53. Another factor which could influence the value of New-DERA may be the extent to which investors consider that Retained-DERA may in the future seek to extend its remit into the domain of the new company. The risk is real because the boundary between undertaking primary research (New-DERA's main role) and pulling together the strands of knowledge from such research (Retained-DERA's role) is ill-defined and permeable. On one side, New-DERA might seek to replicate and market some of the higher-value technology integration capabilities of Retained-DERA, while on the other Retained-DERA might seek to extend its activities into primary research to support its knowledge integration work. Such breaches of the watershed separating the two streams of activity might be more frequent and acute if MoD Integrated Project Teams are able to deal with both the public and private parts of the DERA organisation.[156] DERA's current chief executive told us that "there is actually something rather virtuous about duplication in science—having different researchers in broadly the same field operating, publishing their results, spinning ideas off each other."[157] Duplication of knowledge and expertise between New-DERA and Retained-DERA may be desirable in an ideal world, but it comes at a cost which the MoD will ultimately have to pay. Several of those submitting evidence to us pointed out the irony of the effective reversal of the policy of recent years which had sought to make research more efficient by rationalising the disparate research bodies in order to form the Defence Research Agency, and then DERA itself [158]. The IPMS believe it possible that the Defence Procurement Agency and even some commands might seek to re-grow a capability for research and, in particular, equipment evaluation.[159]

54. Under the Core Competence approach the MoD would, rightly, seek to position within Retained-DERA the systems assessment and knowledge integration tasks that better allow it to maintain the MoD's intelligent customer capability. These tasks tend to be the areas where expert judgement comes into play, and they add significant value to the raw scientific research upon which it is based. Systems integration work is likely to be the area with the highest added-value, and without it New-DERA may be regarded by potential investors as a less attractive organisation with lower potential. This is another example of the dilemma—whether to beef up Retained-DERA to meet stakeholders' concerns, or to beef up New-DERA to boost its value—which can never be resolved satisfactorily, and exemplifies clearly the risk of proceeding with this public-private partnership.

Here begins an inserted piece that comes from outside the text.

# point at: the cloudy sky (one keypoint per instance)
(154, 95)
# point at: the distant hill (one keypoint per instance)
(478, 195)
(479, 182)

55. But New-DERA's flotation price is likely to be of only marginal significance for the MoD. With its budget already having been based on the assumption of the appropriation of £250 million from the flotation, and nothing more, the longer term value of the DERA deal for the MoD depends on the extent to which New-DERA's prices for its research outputs will fall, including the extent to which any efficiency improvements it achieves are shared with the MoD. Indeed, unless New-DERA can make additional efficiency improvements and generate third-party income to more than offset the new company's higher cost of servicing its capital, and can be forced to pass on the benefits to the MoD through competition, the MoD's funds spent with the firm will buy less research. If such benefits do not materialise, dealing with a private-sector DERA may put additional pressure on the MoD to raise its research budgets just to stand still.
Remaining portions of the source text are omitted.